European Commission publishes stronger data protection proposals

People will have the ‘right to be forgotten' under new data protection rules proposed by the European Commission.

This means they can request that any personal data held by a company or organisation is deleted unless the authorities say there is a "legitimate reason" for retaining the information.

Companies must also get express consent from parents or guardians before they process the data of children under the age of 13.

EC Justice Commissioner Viviane Reding said that privacy and data protection was a "fundamental right" for all EU citizens; and updating the 1995 data protection rules now was "increasingly important as we leave digital traces with every move we make".

Other proposals put forward by the Commission would introduce new regulations that protect the storage and retention of people's personal data used in judicial activities; such as the prevention and investigation of criminal offences.

Because the new rules are designed to protect people's privacy they will also apply to companies based outside the EU if they market and offer their services to EU citizens.

There will also be a requirement for companies and organisations that handle people's data to inform the authorities of any data breach as soon as possible; and within 24 hours if this is feasible. Serious violations could result in companies being fined up to two per cent of their turnover; with a cap of 1m euros for other bodies.

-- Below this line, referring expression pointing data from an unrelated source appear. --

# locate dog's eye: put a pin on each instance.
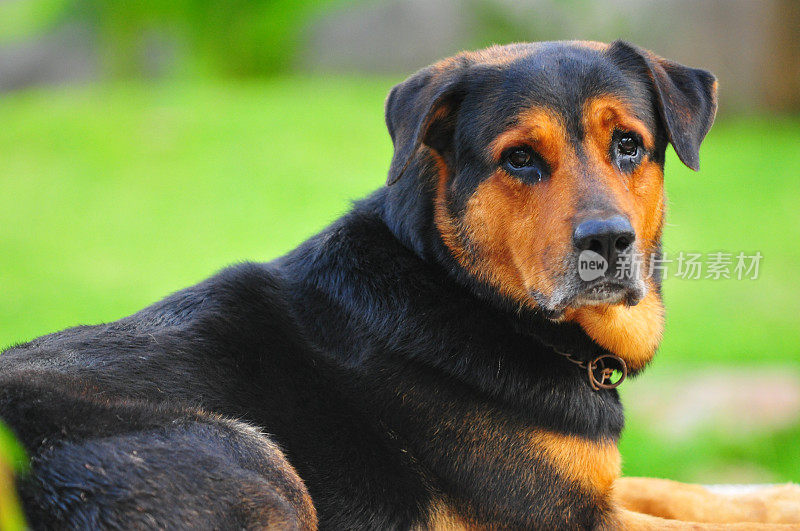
(627, 145)
(626, 150)
(519, 158)
(523, 163)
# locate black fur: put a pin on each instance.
(387, 375)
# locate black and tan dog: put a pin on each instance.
(428, 360)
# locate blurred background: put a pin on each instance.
(144, 145)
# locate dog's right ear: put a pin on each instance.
(422, 109)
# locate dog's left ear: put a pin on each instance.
(422, 109)
(687, 97)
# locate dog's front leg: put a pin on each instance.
(694, 503)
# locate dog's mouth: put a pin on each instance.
(578, 294)
(607, 292)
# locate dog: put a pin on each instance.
(432, 360)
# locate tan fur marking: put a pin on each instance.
(521, 230)
(632, 333)
(593, 464)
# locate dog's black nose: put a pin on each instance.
(606, 237)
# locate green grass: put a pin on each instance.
(114, 197)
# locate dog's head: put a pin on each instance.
(543, 167)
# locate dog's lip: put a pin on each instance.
(607, 292)
(594, 293)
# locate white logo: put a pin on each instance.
(591, 265)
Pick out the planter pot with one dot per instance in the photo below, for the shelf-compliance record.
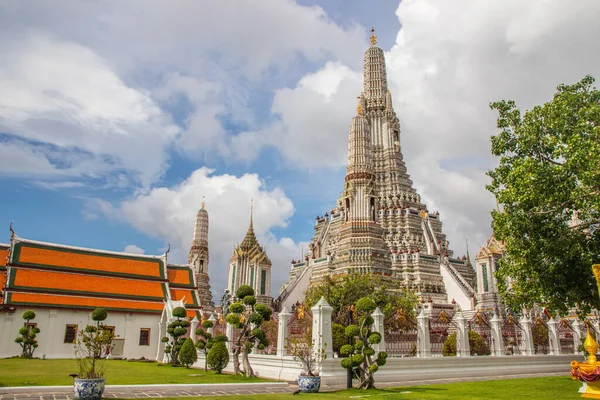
(309, 384)
(89, 389)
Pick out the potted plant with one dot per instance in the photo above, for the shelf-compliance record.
(93, 343)
(303, 351)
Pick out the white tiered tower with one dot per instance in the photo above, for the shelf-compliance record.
(198, 258)
(380, 226)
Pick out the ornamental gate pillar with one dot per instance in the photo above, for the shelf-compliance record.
(211, 330)
(463, 349)
(498, 341)
(378, 319)
(553, 337)
(528, 339)
(322, 335)
(576, 336)
(423, 345)
(282, 331)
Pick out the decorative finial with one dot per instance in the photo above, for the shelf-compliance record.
(373, 37)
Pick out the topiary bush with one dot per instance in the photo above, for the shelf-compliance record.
(188, 354)
(218, 355)
(27, 338)
(359, 355)
(204, 340)
(477, 345)
(247, 317)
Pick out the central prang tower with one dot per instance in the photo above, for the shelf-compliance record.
(379, 225)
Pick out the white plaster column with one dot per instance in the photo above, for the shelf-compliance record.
(211, 330)
(282, 331)
(322, 336)
(576, 325)
(462, 336)
(423, 346)
(496, 323)
(193, 327)
(526, 324)
(378, 318)
(553, 336)
(229, 334)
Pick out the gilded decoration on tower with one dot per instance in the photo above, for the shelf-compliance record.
(588, 372)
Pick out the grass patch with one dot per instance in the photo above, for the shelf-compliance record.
(37, 372)
(547, 388)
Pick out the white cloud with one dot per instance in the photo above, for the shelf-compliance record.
(450, 61)
(64, 95)
(168, 213)
(133, 249)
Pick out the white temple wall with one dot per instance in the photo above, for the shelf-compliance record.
(53, 326)
(454, 290)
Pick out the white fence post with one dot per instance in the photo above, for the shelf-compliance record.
(553, 336)
(378, 318)
(193, 326)
(229, 334)
(462, 336)
(526, 324)
(322, 336)
(498, 342)
(424, 347)
(576, 336)
(282, 331)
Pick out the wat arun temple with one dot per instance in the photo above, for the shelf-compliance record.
(379, 224)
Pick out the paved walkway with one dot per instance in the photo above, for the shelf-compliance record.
(148, 391)
(216, 389)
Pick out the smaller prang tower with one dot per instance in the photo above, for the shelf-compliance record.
(250, 265)
(198, 258)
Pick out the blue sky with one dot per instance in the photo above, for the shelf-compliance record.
(116, 118)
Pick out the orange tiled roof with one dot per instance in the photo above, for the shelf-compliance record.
(72, 259)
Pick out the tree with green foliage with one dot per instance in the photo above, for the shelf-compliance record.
(359, 355)
(247, 317)
(188, 353)
(218, 355)
(477, 345)
(27, 338)
(547, 186)
(342, 292)
(92, 345)
(176, 330)
(204, 340)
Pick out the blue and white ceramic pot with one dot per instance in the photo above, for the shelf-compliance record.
(309, 384)
(89, 389)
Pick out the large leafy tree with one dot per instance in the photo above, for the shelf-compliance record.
(343, 292)
(547, 186)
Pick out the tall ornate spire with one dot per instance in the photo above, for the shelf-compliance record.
(374, 74)
(250, 238)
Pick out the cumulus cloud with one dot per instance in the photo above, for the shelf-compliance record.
(449, 62)
(133, 249)
(65, 97)
(168, 213)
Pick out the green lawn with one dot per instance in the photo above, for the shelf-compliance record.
(36, 372)
(550, 388)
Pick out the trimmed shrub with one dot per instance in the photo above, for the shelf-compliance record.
(218, 356)
(188, 354)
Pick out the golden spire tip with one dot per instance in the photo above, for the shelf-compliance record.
(373, 37)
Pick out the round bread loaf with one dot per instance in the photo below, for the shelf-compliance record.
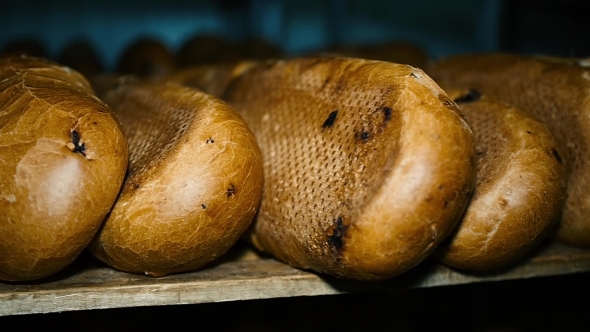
(555, 91)
(193, 186)
(520, 188)
(206, 49)
(368, 165)
(63, 158)
(146, 58)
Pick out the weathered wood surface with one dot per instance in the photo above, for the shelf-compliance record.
(243, 275)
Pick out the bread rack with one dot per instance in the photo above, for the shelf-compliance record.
(243, 274)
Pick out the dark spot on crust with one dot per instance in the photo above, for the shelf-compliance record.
(365, 135)
(330, 120)
(231, 190)
(78, 148)
(557, 156)
(387, 113)
(338, 232)
(340, 86)
(375, 124)
(326, 81)
(470, 96)
(122, 81)
(450, 105)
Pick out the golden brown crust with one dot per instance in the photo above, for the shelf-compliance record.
(520, 186)
(557, 93)
(368, 165)
(194, 183)
(63, 159)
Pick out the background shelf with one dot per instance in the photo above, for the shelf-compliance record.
(244, 275)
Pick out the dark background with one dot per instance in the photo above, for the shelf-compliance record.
(541, 304)
(298, 26)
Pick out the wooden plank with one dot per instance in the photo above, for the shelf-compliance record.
(243, 275)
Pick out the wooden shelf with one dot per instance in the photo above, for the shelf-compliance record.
(244, 275)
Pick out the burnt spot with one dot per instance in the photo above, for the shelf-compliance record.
(77, 147)
(469, 96)
(364, 136)
(387, 112)
(330, 120)
(336, 238)
(556, 155)
(447, 102)
(326, 82)
(231, 190)
(375, 124)
(122, 81)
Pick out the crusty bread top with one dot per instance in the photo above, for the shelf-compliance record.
(368, 164)
(556, 92)
(63, 159)
(194, 180)
(520, 186)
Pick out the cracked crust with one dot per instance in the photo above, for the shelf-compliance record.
(63, 158)
(520, 188)
(193, 186)
(368, 165)
(554, 90)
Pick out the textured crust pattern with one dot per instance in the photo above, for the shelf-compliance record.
(556, 92)
(194, 182)
(520, 186)
(368, 165)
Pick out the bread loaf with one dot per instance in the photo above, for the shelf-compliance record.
(368, 165)
(63, 158)
(556, 92)
(520, 186)
(193, 186)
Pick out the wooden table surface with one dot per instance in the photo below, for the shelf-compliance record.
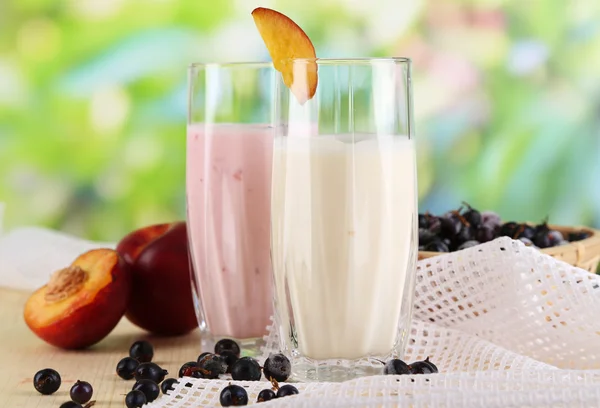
(22, 354)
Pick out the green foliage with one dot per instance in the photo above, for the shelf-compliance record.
(93, 102)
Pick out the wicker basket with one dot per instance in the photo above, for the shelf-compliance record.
(584, 254)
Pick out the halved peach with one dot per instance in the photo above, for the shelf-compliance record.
(81, 303)
(286, 41)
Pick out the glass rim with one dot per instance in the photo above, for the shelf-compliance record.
(318, 61)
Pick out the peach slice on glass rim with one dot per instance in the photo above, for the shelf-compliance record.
(81, 303)
(286, 41)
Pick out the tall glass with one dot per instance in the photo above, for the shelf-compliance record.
(344, 217)
(228, 186)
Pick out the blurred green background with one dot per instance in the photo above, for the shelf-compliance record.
(93, 101)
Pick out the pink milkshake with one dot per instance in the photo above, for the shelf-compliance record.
(228, 198)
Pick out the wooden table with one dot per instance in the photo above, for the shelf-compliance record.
(22, 354)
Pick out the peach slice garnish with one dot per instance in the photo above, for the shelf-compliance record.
(286, 41)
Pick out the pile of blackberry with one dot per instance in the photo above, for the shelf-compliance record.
(467, 227)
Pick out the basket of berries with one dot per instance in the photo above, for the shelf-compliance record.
(467, 227)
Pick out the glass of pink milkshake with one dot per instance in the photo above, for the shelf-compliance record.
(228, 182)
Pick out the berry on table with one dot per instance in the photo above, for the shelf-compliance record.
(135, 399)
(286, 390)
(396, 367)
(577, 236)
(277, 367)
(266, 395)
(189, 369)
(150, 371)
(246, 369)
(227, 344)
(201, 356)
(211, 366)
(81, 392)
(149, 388)
(142, 351)
(230, 358)
(126, 368)
(233, 396)
(422, 367)
(168, 385)
(70, 404)
(47, 381)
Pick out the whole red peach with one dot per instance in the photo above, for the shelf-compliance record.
(81, 303)
(161, 299)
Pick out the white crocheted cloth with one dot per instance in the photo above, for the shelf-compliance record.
(506, 325)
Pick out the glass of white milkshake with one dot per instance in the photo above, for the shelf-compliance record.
(344, 218)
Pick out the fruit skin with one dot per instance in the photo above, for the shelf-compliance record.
(142, 351)
(168, 385)
(150, 371)
(227, 345)
(70, 404)
(422, 367)
(81, 392)
(135, 399)
(230, 358)
(246, 369)
(161, 299)
(266, 395)
(286, 40)
(277, 367)
(126, 368)
(286, 390)
(211, 366)
(88, 315)
(185, 370)
(233, 396)
(396, 367)
(149, 388)
(201, 356)
(47, 381)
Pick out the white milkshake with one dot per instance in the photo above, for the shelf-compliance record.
(342, 237)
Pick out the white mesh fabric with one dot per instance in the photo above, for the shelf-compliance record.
(506, 325)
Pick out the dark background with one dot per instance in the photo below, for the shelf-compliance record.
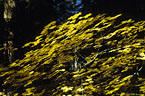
(30, 16)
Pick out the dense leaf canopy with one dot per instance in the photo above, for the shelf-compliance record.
(87, 55)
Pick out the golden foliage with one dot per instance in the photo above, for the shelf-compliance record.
(84, 56)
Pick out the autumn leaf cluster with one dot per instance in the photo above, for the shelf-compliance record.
(86, 56)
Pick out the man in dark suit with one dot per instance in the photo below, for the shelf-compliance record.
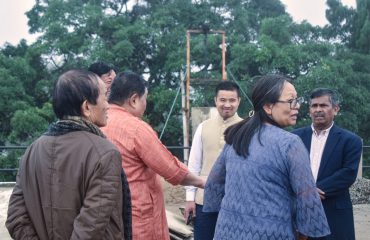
(335, 155)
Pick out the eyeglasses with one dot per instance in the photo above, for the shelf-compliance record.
(293, 102)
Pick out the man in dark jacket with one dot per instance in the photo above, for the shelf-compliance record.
(335, 155)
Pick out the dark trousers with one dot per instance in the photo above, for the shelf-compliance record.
(204, 224)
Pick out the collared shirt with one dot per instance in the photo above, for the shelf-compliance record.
(144, 160)
(318, 142)
(196, 154)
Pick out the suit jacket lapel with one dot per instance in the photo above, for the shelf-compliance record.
(331, 142)
(306, 138)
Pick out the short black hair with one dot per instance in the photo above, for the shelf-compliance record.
(101, 68)
(124, 85)
(71, 89)
(319, 92)
(227, 86)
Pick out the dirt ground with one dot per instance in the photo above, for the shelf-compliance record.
(174, 197)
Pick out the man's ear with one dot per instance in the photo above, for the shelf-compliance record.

Reaction to the proposals has been mixed.

Peter Hustinix of the European Data Protection Supervisor's office said the proposals were a "huge step forward for data protection in Europe" but there was still a need for further improvements.

The Information Commissioner's Office said it "welcomed" many of the proposals but had "reservations" about others. However the UK privacy watchdog said it would need to examine the proposals further before it could give specific comment on how individual proposals may affect people and companies within the UK.

Civil rights and privacy organisations are also generally happy because it gives consumers more control over their data. Peter Bradwell of the Open Rights Group told us it was a step in the right direction but the organisation still had concerns.

"Overall it's really good news that Europe is looking at better privacy controls. That said we are concerned that with companies saying the burden placed on them will be onerous, some of the proposals giving citizens control over their data may be watered down."

Businesses have greeted the proposals with far less enthusiasm. Overall the response is one of criticism with concerns that the proposals will place an ‘onerous' burden on companies; for example forcing firms with 250 employees or more to appoint a data protection officer.

Ross Brewer of Logrhythm argued that the data breach disclosure rules could cause companies to "overstate the severity of the incident. He pointed out this had happened in the US with its similar laws which have sometimes caused more harm than good.

Marc Dautlich, lawyer with Pinsent Masons gave us an overall view and said: "There are good and bad aspects for both consumers and businesses. For consumers having more control over their data is welcome but many may not know what they should do if they are informed of a breach of their data.

"I hope the Commission gives details of what data controllers must do when notifying consumers whose data they have lost, by taking a leaf out of the product recall rules. Consumers who receive a product recall notice know what the dangers are and what to do.

"The good news for companies is the harmonisation of data protection laws across Europe. But overall the proposals for businesses will be onerous; especially small and medium firms."

The rules need to be approved by the EU's member states and ratified by the European Parliament which could take up to two years.